The money will be spent over six years to create plants that will produce semiconductors and televisions.

The group has come a long way fast. LG started out making face creams and cosmetics in the late 1940s and has graduated through oil refining, petrochemicals and consumer electronics into company that is now bent on building up its multimedia capabilities. Despite the single-minded focus on electronics and overseas expansion, LG is still a diversified enterprise with about 33 different companies in the group.

The factory in Wales will be a bridgehead for LG sales in Europe, but may one day have implications for the Middle East, which executives at LG Information and Communications (LGIC) see as closely linked to Europe.

‘We call the Middle East the semi-European market,’ says T K Kim at LGIC. He sees US and European companies already entrenched in regional markets and Korean companies facing an uphill struggle to get established. LGIC is trying to sell switching and transmission systems for telecoms against companies such as Siemens, Ericsson and Alcatel with a regional presence running back over decades ‘Compared with other telecoms companies we are at an initial stage and it will take time to achieve performance in these markets,’ says Kim. LG is a leading equipment supplier and operator in the domestic mobile telecoms market, but uses CDMA rather than the global standard for mobiles (GSM), which has been adopted for Europe and the Middle East.

LG Chemical broke into the Middle East market at a much earlier stage as a founder shareholder in the National Plastics Company (Ibn Hayyan) in Saudi Arabia. LG took a 15 per cent stake when the company was established in 1984 to produce vinyl chloride monomer, polyvinyl chloride (PVC) and PVC paste. It is still the only South Korean company with a stake in one of the Saudi Basic Industries Company (Sabic) joint ventures.

Middle East sales are rising for LG Industrial in line with the division’s elevators.

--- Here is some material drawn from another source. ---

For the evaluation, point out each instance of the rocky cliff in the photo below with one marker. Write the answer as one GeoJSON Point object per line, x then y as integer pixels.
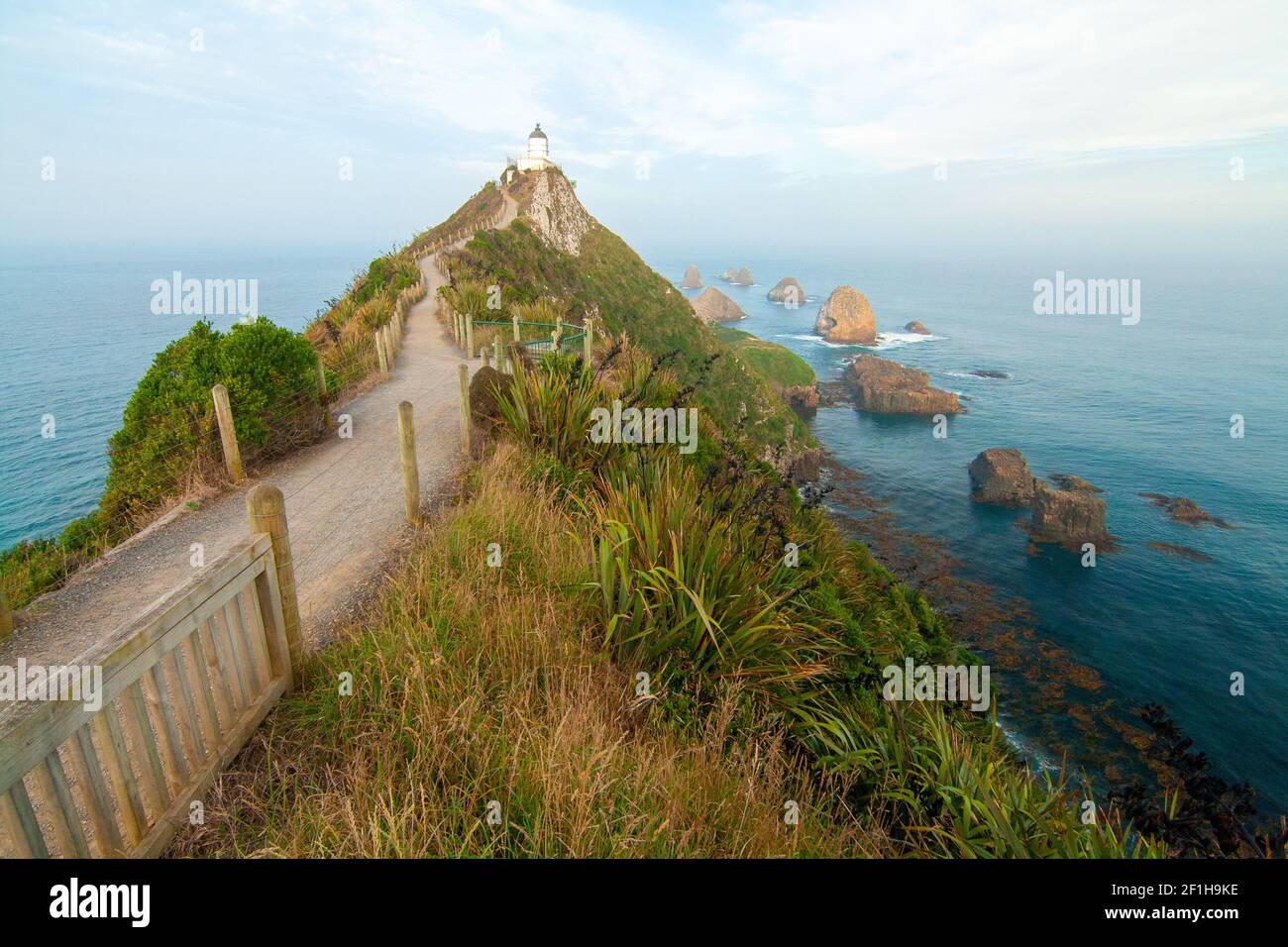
{"type": "Point", "coordinates": [787, 291]}
{"type": "Point", "coordinates": [554, 210]}
{"type": "Point", "coordinates": [846, 317]}
{"type": "Point", "coordinates": [713, 305]}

Although the company is pushing its switch gear and power tools in the region, its elevators account for alI its business at the moment. The building boom in the UAE, where prestige high-rise buildings are proliferating, has turned it into the most active market and the company is planning to open its own representative office in Dubai rather than relying on the LG trading office.

A local joint venture to install, maintain and market products is also under consideration. The company has also started selling again in Iran and has picked up orders for about $1 million worth of elevators.

Such success in Iran is a boost to the company’s ambitions in the area, which is a definite target for product promotion as LG looks beyond established markets in east and southeast Asia at the global potential.